Потребовалось много дней, чтобы Альтаир поняла, что мать сделала это из любви. Ей тогда было двенадцать, и она очень боялась смены настроений матери. Но, может быть, ревентатисты правы, и все это было только туманными мыслями, и мать ее, возможно, лишь заглянула в собственное будущее. Умерла потом у воды, среди лета, когда опаснее всего. Она умерла, не сообщив Альтаир несколько существенных вещей. Например, кто был ее отец. Не тот ли мужчина, которого мать убила.
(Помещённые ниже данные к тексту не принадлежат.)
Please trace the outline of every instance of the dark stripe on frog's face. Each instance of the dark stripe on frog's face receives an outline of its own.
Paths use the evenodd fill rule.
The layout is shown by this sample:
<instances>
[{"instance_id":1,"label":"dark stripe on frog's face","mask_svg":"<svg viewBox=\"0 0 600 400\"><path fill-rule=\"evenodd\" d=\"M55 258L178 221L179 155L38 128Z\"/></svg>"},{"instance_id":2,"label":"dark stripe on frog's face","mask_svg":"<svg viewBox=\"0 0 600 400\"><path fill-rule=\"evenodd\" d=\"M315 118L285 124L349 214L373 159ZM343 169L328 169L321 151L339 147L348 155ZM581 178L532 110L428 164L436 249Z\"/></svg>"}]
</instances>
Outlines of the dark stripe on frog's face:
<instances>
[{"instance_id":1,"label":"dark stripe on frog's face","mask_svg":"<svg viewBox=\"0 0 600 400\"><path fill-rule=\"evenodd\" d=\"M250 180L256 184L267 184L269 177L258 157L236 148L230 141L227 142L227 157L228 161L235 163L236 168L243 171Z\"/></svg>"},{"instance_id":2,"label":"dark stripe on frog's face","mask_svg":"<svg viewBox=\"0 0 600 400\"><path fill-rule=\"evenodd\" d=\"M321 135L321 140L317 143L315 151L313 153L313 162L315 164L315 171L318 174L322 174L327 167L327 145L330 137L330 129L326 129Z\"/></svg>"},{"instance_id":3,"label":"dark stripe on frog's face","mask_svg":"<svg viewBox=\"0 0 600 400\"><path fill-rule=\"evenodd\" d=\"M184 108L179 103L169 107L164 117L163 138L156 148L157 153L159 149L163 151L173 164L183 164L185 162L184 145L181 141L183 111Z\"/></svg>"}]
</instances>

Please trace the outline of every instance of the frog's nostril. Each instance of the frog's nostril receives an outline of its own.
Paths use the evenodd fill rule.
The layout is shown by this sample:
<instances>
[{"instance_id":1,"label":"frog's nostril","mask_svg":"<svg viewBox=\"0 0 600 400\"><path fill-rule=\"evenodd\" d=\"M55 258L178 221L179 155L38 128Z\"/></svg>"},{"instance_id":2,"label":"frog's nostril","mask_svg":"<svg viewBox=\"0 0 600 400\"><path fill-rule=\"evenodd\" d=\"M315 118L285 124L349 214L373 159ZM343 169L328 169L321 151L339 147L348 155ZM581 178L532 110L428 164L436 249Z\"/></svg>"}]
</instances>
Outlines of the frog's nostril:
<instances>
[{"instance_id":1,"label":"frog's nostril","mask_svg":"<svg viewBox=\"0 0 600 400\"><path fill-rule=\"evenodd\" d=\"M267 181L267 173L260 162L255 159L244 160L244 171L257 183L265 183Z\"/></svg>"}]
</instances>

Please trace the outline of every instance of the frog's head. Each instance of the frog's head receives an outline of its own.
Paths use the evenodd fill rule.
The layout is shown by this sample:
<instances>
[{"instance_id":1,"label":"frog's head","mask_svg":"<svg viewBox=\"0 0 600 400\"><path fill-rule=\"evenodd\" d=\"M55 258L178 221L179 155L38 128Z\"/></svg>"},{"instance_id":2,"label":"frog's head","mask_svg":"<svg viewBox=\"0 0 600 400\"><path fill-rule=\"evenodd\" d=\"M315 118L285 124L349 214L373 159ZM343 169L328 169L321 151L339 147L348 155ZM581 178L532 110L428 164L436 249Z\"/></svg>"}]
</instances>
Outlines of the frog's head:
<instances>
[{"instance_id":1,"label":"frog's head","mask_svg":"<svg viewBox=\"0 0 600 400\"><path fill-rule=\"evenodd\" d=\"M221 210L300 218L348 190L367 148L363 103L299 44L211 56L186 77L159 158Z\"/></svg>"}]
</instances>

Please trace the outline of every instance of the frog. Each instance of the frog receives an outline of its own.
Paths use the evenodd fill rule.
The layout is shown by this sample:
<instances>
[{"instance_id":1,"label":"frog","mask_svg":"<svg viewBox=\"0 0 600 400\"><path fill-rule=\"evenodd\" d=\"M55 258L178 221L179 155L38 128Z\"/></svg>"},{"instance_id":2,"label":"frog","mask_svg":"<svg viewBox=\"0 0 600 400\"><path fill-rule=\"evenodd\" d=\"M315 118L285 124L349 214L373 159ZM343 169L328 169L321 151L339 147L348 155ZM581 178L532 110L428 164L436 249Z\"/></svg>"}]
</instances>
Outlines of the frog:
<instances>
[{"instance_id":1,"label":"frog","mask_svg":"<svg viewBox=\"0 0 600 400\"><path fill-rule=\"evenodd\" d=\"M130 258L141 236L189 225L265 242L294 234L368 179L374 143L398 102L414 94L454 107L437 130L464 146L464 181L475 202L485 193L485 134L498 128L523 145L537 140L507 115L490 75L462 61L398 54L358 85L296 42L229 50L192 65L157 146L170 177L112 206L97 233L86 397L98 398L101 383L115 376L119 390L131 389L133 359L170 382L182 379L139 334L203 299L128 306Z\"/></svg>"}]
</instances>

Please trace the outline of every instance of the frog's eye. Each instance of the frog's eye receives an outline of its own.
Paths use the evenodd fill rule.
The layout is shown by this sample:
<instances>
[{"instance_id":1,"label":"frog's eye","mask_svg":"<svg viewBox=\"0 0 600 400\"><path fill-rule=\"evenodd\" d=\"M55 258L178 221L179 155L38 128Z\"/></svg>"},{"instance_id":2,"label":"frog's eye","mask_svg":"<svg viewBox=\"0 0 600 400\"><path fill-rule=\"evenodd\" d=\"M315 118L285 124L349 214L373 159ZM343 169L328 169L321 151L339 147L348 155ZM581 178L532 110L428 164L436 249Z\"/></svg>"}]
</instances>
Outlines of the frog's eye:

Она так и не сказала Альтаир, что должна делать женщина, если у нее на борту оказался мужчина, который плохо себя ведет и считает, что сможет у нее что-то отнять. И Альтаир тоже не представляла, не глупо ли с ее стороны говорить «нет», когда мужчины делали ей предложения. Она не хотела никого убивать. Она не хотела совершить смертельной ошибки. Она не умела отличать правильное от неверного — но она вполне хорошо представляла, каково иметь любовника: на лодках многое происходило прямо на глазах Бога и публики, особенно теплыми ночами, когда в укрытии слишком жарко. Но у матери ни разу не было мужчины, которого видела бы Альтаир. Мать бросалась отвратительными словами, когда мужчины выкрикивали ей приглашения. И Альтаир Джонс вела себя так, будто была сыном Ретрибуции, а не ее дочерью, и делала так, пока была жива мать. Это тоже была идея матери. Она стала купаться по ночам и носить широкие одежды, когда стала заметной грудь. Часть этих предосторожностей она оставила, когда слишком многое стало заметно, а это случилось, когда ей исполнилось двенадцать, после смерти матери. Обычаи здесь были жесткими, очень жесткими. А сейчас она действовала как дура и боялась.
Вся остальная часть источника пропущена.